Friday’s Theme Music

Haunted this morning by the Killers’ 2004 song, “Somebody Told Me”.

Basically, talking ’bout/thinking ’bout the current political environment in the U.S., I concluded with sour cynicism, anything goes in a place like this. And that led to The Killers’ song.

I especially always enjoyed the lines, “Somebody told me, you had a boyfriend, who looked like a girlfriend that I had in February of last year.” It never fails to amuse me.

Friday’s Theme Music

I remembered the Killers’ song, “Human” (2008) this morning. The song has never been a favorite, and its success surprised me. Different tastes, right?

Many were enamored by the line, “Are we human, or are we dancers?” The line evolved from a Hunter Thompson throwaway line about the United States raising a generation of dancers, afraid to step out of line.

The whole thing came back to me as I noted, with some pleasure and approval, that young people were heavily involved in the Black Lives Matters protests. One of the most disheartening parts of protesting in my fifties and sixties was the absence of young people. Didn’t they care? Or were my values so out of step with their values?

Older generations often malign younger generations. My generation, the boomers, were no different. It takes time to filter the world and yourself. Bursts of rebellion against expectations and norms are required and expected, but the way each generation finds to act out and express itself remains different. Social media is the thing now, not taking it to the streets, so the protests are a throwback, old school.

Yeah, rambling. Not sufficient coffee yet to form coherent sentences. Here’s the music. See if you can spot the line (hah!).

Are we human
Or are we dancer?

My sign is vital
My hands are cold

And I’m on my knees
Looking for the answer

Are we human or are we dancer?

Will your system be alright
When you dream of home tonight?

There is no message we’re receiving
Let me know, is your heart still beating?


That is all.

Thursday’s Theme Music

Looking out, sipping coffee, I questioned myself, seeking the day and date. Wow, the sixteenth, half of April is already gone. Thursday again, already? It seemed like we just had one. Pretty soon, it’ll be the weekend all over again.

The weekend doesn’t have much true meaning for me. Military existence as a shift worker made them moot. When I joined management, it changed, and I kind of got the hang of it, mostly due to my wife saying, “It’s the weekend. We should do something.”

Everyone seemed to have a mindset around the weekend – do something, or do nothing. Meanwhile, since dropping out of the employment world to enter the sinister world of being a novelist, I’ve drifted back out of the weekend thing. Everyday is for writing in my world, but I still clash with the rest of the world and its idea of the weekend (along with those pesky interruptions called ‘holidays’).

Weirdly, out of all this, the song by the Killers, “Human” (2008), splashed into my thought stream.

I did my best to notice
When the call came down the line

Up to the platform of surrender
I was brought but I was kind

And sometimes I get nervous
When I see an open door

Close your eyes, clear your heart
Cut the cord

h/t to

Interesting to me but probably no one else how my mind jumps through these connections. It makes me smile.

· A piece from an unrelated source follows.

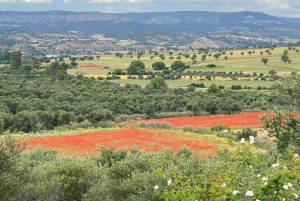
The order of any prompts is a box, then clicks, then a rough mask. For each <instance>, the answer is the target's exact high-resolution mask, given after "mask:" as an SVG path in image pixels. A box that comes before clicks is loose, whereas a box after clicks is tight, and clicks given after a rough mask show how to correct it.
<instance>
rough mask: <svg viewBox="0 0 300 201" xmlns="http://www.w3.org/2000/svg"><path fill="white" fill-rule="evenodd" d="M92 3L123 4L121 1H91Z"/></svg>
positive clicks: (94, 0)
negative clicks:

That could be the coffee, though.

Tuesday’s Theme Music

“Smile Like You Mean It” by the Killers was released in 2005. I always took it as a song about putting on a brave face when you run into the ex or something goes wrong. We have so many other expressions to cover it, like don’t let them see you cry, never show weakness, and never let them see that you’re hurt. That’s pretty much how I was raised, to keep pain private, to always be tough and strong. Part of that seemed to be all about being manly, but it was also about not letting others take advantage of you through a perceived weakness.

Wednesday’s Theme Music


Songs often connect me to another place and time. In today’s case, I was connected to another person’s connection to elsewhere.

She was on my team at a San Mateo start-up. I’d moved to Oregon by now but went down to meet with my team once a month. We’d become good friends by then. First, she’d worked for my wife at an advertising agency. When a resource action moved them to the unemployment rosters, I hired her for a temp position and then ended up asking her to join my team. We carpooled for a while, too, and appreciated one another’s humor.

I had a radio in my office, the same boom box that was bought for office use in Germany a decade before, the same one I use now when I’m doing yard work. Back visiting my team in 2006, she was sitting in my office when they played The Killers, “When You Were Young”.

She said, “Oh, can you turn that up?”

Sure. I did.

Her expression acquired that almost reverential introspective gaze that people sometimes gain when they’re privately reminiscing. We started talking about the song. She told me that it reminded her of a friend. This is had happened about ten years before. She’d met this great guy, they got married, and then he cheated on her. Her friend became severely depressed and was going to kill herself but he found her and stopped it. They ended up going to counseling.¬†Unlike the song, though, he cheated again. That was it for her. She didn’t kill herself, but she did divorced his ass.

So I remember her remembering this song as she remembers her friend.

I watched the video later to get a better understanding of what the song was about. It’s a long video, and they take their time getting into the music.